McCain, however, made support for renewed relations one of his first of many rebukes of presidents from his own party, introducing failed legislation and penning an op-ed in The Washington Post in 1988 to pitch the idea.
“McCain had respect for the Vietnamese and wanted closure on the war. Reagan was committed to ‘rolling back’ communist gains,” Abuza says. “Reagan and [then-Chinese leader Deng Xiaoping] both saw Hanoi as a Soviet proxy that had to be contained.”
Historian Quoc says McCain’s early advocacy for reconciliation was recognised in Vietnam, which had made overtures for normalisation to the US as early as 1975 despite lingering mistrust.
“We consider him to be the man who started reconciliation and re-establishing diplomatic relations and normalisation between the US and Vietnam,” said Quoc, adding that McCain was a “deep friend” of Vietnam.
As other war veterans in politics came to McCain’s side, including senator and eventual secretary of state John Kerry, his ideas caught on under the Clinton administration. When Bill Clinton signed the legislation normalising relations with Vietnam in 1995, McCain was at his side.
Nguyen Quoc Cuong, who served as Vietnam’s ambassador from 2011 to 2014, says he had observed McCain, with whom he met publicly and privately, instil the importance of bilateral ties to his younger colleagues in the Senate.

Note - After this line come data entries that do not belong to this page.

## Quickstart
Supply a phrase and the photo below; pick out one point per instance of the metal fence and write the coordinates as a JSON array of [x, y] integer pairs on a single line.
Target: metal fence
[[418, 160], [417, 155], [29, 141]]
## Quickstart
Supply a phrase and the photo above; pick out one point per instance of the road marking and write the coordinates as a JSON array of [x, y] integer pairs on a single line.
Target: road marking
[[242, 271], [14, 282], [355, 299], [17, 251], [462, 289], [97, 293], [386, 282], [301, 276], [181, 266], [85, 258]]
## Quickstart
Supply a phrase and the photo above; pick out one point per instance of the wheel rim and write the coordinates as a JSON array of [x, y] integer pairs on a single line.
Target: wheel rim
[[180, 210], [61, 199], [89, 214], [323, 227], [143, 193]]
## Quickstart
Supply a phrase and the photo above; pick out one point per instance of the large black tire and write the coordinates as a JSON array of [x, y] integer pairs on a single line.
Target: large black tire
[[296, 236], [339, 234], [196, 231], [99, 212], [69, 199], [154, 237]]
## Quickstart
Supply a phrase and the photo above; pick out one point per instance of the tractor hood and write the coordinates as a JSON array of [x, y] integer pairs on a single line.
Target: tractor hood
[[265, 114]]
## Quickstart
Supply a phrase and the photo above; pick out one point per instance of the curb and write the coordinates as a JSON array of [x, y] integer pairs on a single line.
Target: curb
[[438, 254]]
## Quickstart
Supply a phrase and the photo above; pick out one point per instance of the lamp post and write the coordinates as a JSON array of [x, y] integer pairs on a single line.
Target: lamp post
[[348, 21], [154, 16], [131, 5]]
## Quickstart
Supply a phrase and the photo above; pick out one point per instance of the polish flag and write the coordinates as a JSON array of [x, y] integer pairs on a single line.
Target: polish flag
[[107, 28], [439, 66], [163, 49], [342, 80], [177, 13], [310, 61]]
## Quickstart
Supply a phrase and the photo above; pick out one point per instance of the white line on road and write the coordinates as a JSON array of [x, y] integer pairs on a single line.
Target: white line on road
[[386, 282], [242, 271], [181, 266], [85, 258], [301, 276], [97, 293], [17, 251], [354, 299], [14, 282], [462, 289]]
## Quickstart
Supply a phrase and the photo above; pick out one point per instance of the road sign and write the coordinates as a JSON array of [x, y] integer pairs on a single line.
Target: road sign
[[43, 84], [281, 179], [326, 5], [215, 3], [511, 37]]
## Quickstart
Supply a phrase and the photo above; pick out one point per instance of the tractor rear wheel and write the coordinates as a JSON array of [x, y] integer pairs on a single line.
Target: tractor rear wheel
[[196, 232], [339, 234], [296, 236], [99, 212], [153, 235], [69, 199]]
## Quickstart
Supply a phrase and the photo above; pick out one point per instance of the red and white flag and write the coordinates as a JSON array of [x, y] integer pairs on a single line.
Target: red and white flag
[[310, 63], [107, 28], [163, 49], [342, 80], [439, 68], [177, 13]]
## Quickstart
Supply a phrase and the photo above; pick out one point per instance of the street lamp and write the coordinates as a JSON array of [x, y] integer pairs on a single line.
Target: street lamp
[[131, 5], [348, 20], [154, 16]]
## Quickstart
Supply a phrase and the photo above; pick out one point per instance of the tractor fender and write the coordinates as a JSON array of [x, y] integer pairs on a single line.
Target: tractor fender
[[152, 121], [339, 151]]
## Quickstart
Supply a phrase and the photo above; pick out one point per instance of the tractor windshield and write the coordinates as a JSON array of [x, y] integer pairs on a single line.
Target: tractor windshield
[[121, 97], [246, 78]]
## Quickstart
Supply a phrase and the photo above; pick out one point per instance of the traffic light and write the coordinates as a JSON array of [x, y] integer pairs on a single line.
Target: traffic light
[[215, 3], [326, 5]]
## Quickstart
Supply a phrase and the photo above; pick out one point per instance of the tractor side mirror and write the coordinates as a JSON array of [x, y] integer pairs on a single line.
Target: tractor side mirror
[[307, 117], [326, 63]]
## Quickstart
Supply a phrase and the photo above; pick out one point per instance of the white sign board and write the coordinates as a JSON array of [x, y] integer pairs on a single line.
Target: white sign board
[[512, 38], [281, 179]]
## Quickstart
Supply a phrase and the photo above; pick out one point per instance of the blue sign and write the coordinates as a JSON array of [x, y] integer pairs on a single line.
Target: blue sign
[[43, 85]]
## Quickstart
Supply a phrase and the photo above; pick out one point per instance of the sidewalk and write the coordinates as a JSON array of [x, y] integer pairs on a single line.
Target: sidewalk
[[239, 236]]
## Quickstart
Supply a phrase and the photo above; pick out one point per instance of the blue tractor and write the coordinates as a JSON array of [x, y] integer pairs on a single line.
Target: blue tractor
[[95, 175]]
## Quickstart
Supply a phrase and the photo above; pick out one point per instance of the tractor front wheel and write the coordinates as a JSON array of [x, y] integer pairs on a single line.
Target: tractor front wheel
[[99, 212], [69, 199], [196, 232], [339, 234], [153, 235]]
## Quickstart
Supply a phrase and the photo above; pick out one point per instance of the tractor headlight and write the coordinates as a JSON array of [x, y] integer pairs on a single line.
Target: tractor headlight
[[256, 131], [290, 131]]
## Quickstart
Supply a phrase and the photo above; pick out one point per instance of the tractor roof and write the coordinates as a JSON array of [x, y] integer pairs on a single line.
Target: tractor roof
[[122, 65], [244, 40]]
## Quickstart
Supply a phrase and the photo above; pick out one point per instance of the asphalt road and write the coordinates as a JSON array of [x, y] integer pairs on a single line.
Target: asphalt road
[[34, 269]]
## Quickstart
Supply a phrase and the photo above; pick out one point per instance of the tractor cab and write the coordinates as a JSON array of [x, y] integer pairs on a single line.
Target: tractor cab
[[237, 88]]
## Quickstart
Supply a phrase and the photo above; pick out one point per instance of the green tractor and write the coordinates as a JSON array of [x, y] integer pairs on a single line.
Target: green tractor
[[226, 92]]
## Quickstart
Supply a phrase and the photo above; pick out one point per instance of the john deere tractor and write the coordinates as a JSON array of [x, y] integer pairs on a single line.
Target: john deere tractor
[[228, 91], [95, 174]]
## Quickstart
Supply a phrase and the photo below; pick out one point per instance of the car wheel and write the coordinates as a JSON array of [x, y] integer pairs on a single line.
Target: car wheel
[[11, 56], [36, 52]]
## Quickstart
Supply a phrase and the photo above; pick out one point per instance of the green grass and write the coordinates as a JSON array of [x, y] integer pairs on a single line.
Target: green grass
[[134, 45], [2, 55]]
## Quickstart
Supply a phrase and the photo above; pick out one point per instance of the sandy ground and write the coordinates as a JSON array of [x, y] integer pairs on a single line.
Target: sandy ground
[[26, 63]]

“He intentionally brought young senators with him on his visits to Vietnam in hopes they would be bridges for the relations between the two countries after he passed away,” he says.
McCain, Cuong says, would even bring visitors to a monument in commemoration of his capture, featuring a statue of McCain in his flight suit kneeling with his arms in the air. “Senator McCain was very proud of his statue,” Cuong says.

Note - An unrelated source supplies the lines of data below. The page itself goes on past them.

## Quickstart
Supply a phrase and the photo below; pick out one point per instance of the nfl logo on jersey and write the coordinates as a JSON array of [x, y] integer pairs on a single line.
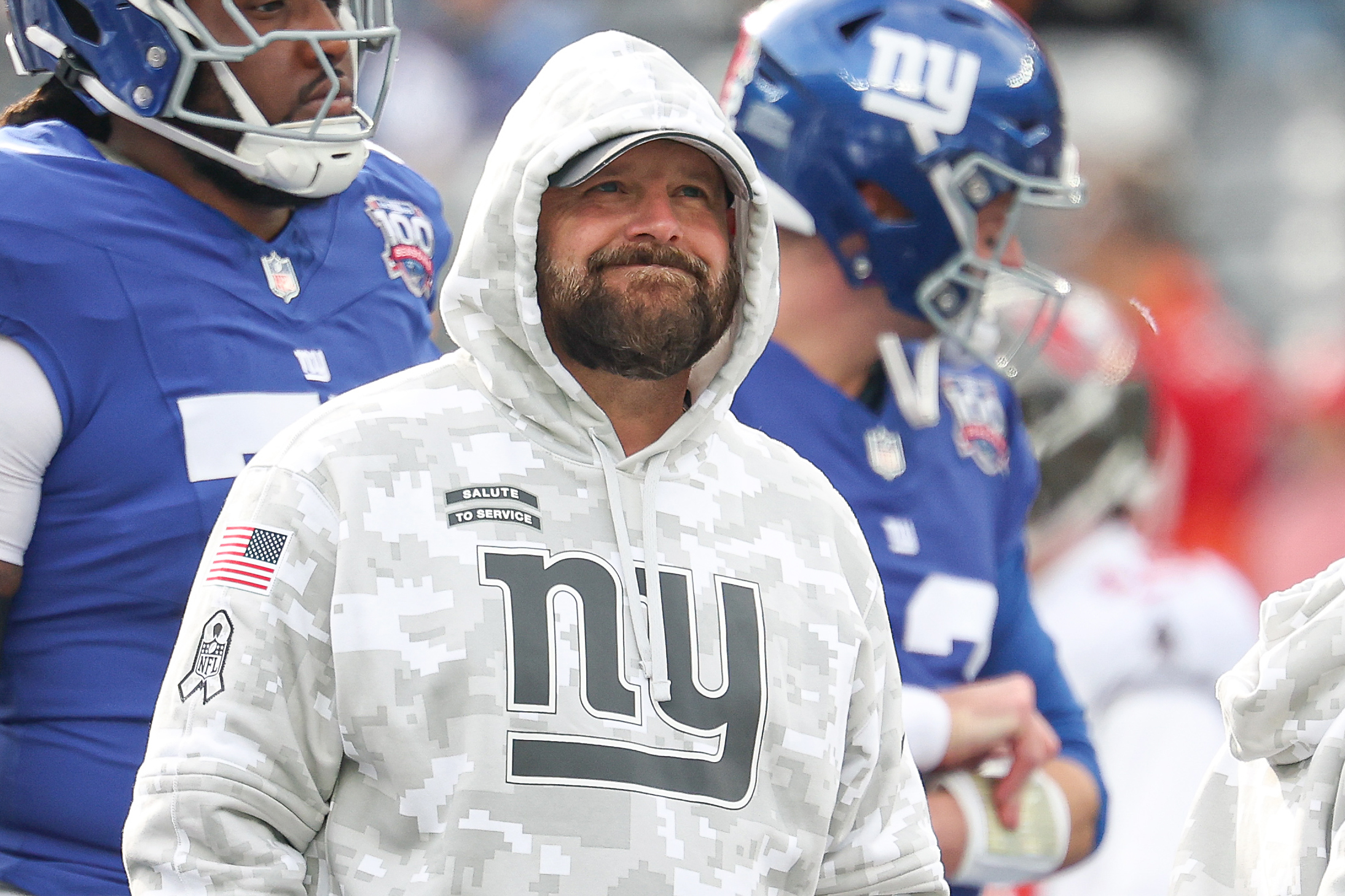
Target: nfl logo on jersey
[[885, 453], [408, 242], [280, 276]]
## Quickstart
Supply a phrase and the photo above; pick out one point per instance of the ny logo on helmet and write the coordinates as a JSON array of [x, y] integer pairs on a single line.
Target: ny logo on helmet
[[922, 82]]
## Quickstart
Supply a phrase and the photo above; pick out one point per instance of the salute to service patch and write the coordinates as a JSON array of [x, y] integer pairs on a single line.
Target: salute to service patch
[[494, 513], [208, 669], [248, 558]]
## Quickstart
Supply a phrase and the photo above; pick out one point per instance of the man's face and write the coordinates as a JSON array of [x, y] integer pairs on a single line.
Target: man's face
[[990, 224], [286, 80], [635, 270]]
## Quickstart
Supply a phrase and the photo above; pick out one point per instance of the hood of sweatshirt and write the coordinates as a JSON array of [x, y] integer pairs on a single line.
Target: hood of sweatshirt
[[1281, 699], [599, 88]]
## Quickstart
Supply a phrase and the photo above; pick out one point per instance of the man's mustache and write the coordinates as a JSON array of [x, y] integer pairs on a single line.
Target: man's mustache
[[318, 88], [659, 254]]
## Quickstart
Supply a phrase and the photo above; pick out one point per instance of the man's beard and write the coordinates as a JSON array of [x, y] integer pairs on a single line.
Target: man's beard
[[661, 324], [205, 96]]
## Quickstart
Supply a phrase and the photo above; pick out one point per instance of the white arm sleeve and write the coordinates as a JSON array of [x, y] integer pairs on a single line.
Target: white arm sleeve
[[928, 726], [30, 432]]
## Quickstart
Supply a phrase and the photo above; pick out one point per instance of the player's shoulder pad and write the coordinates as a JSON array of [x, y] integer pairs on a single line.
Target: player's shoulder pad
[[383, 173]]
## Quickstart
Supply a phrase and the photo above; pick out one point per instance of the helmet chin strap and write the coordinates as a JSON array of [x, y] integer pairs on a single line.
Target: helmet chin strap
[[303, 168]]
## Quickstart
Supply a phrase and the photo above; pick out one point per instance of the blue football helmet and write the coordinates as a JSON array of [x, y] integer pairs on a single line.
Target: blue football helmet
[[138, 58], [946, 105]]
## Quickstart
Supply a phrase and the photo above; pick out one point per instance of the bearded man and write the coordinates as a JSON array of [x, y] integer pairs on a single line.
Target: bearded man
[[541, 615]]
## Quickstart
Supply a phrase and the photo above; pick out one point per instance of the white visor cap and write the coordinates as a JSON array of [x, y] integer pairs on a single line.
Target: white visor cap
[[595, 159]]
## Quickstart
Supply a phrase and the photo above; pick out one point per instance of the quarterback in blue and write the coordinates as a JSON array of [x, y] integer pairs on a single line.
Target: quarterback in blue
[[198, 245], [903, 142]]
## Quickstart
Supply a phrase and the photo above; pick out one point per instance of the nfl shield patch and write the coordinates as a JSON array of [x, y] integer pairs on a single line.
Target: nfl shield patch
[[887, 457], [978, 426], [280, 276], [408, 242], [208, 669]]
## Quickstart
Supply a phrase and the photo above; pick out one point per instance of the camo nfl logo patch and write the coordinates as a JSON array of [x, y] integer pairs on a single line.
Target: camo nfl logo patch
[[280, 276], [887, 457], [408, 242], [978, 427], [246, 558], [208, 669]]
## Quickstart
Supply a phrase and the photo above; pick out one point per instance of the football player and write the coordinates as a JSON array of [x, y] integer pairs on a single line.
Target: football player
[[197, 246], [904, 141], [1142, 629]]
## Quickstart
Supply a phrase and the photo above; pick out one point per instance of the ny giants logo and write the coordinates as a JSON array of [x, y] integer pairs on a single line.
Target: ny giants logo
[[731, 716], [926, 84], [408, 242]]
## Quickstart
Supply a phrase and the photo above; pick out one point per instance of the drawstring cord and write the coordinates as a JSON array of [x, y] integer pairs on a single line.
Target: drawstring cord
[[646, 624], [917, 394], [661, 688]]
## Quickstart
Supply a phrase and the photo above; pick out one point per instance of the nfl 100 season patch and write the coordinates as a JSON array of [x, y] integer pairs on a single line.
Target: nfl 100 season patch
[[280, 276], [208, 669], [246, 558], [493, 512], [979, 430], [408, 242]]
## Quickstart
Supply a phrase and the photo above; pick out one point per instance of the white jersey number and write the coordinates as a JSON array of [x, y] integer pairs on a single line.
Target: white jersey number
[[219, 432], [947, 609]]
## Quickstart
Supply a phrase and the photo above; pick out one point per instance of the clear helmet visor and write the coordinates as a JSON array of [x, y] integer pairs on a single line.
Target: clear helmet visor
[[366, 26], [319, 148], [990, 297]]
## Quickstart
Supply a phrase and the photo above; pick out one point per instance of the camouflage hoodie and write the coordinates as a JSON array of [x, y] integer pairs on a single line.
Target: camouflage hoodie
[[424, 656], [1270, 817]]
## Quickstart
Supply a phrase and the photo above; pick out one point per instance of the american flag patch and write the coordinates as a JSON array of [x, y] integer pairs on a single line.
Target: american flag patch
[[248, 558]]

Vietnam’s current friendship with the US is easy to rationalise against the backdrop of Hanoi’s pre-existing rhetoric, according to Carl Thayer, an emeritus professor at the University of New South Wales and an expert on Vietnam.
“During the war Vietnam’s official line was to draw a distinction between the ‘peace-loving American people’ and the warmongers in the White House,” he says.

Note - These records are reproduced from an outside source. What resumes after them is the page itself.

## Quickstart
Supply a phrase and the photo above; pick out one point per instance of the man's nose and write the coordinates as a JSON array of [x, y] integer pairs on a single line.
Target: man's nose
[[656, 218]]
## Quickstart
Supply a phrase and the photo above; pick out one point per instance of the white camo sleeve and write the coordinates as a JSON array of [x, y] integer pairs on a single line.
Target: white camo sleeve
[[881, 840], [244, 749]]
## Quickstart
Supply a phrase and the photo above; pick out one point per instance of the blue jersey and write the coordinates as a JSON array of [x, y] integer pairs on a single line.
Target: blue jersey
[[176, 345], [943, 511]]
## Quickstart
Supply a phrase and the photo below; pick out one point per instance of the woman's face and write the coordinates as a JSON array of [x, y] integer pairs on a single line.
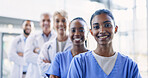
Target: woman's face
[[60, 24], [77, 32], [103, 29]]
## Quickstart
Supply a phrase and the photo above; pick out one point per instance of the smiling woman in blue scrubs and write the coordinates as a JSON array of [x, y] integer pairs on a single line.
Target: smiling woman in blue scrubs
[[103, 62], [60, 65]]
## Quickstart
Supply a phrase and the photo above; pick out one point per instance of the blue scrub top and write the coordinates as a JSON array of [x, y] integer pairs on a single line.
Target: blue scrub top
[[85, 66], [61, 63]]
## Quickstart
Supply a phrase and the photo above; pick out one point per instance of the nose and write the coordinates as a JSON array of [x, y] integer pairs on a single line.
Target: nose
[[61, 24], [102, 30], [77, 32]]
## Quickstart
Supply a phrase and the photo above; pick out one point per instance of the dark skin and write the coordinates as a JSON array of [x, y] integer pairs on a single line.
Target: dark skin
[[103, 30], [77, 37]]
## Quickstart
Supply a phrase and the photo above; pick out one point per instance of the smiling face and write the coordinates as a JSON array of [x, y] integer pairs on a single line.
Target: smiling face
[[60, 24], [45, 23], [77, 32], [103, 29]]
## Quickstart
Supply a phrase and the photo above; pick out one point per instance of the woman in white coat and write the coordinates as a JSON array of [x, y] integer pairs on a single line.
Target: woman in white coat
[[34, 44], [16, 52], [61, 43]]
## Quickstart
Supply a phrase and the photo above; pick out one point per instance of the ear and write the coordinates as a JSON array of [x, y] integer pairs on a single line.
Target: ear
[[116, 29], [91, 31]]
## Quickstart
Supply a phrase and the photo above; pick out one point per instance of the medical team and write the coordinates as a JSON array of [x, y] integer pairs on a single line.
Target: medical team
[[55, 54]]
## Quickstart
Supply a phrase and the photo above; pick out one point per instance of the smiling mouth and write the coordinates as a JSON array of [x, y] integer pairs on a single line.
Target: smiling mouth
[[103, 37]]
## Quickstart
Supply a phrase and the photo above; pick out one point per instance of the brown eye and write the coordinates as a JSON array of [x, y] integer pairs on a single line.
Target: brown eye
[[107, 25], [96, 27], [63, 20]]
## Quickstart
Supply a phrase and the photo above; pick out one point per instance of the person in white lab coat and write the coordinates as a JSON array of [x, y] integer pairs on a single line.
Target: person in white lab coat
[[61, 43], [16, 52], [34, 44]]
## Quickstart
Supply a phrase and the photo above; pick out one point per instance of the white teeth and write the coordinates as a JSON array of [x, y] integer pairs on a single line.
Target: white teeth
[[77, 39], [61, 27], [103, 37]]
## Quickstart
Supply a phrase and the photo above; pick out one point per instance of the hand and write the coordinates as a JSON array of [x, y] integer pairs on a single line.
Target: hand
[[53, 76], [46, 61], [20, 54], [36, 50]]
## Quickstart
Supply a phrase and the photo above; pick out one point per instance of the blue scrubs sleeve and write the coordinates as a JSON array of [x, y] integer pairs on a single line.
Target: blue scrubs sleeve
[[75, 69], [136, 73], [55, 67]]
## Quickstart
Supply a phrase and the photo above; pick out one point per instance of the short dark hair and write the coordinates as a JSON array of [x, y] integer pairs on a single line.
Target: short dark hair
[[101, 11]]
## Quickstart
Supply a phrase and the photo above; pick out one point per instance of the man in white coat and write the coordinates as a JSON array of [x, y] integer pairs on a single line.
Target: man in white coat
[[16, 52], [34, 44]]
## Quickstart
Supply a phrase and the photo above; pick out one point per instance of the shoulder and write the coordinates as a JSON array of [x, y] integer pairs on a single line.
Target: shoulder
[[50, 42], [63, 54], [126, 60]]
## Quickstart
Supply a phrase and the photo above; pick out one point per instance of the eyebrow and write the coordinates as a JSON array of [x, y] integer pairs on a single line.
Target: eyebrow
[[95, 23], [81, 28], [106, 21]]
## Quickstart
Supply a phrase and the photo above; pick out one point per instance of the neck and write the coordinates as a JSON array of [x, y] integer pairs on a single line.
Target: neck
[[62, 38], [78, 49], [104, 50]]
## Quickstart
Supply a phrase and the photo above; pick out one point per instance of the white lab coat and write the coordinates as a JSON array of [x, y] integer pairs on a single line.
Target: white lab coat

Nguyen Duc Gan, a 70-year-old North Vietnamese army veteran, says he did not hold McCain’s wartime service against him. Gan was captured by South Vietnam not long after McCain was seized by the north, and would spend five years imprisoned under similar conditions, including torture, until both men were freed in 1973 after the signing of the Paris Peace Accords.
“He was a soldier like me, so he had to obey orders from his seniors,” Gan says, adding that killing is an “inevitable” part of any war. McCain’s actions after the war, he says, mattered more.
Thayer explained that McCain’s willingness to bury the hatchet with Vietnam despite being a former POW was a big part of his appeal.
“Senator McCain’s strong support for reconciliation and engagement with Vietnam, his high profile in America, and his lack of bitterness about his captivity endeared him to the Vietnamese public,” he said.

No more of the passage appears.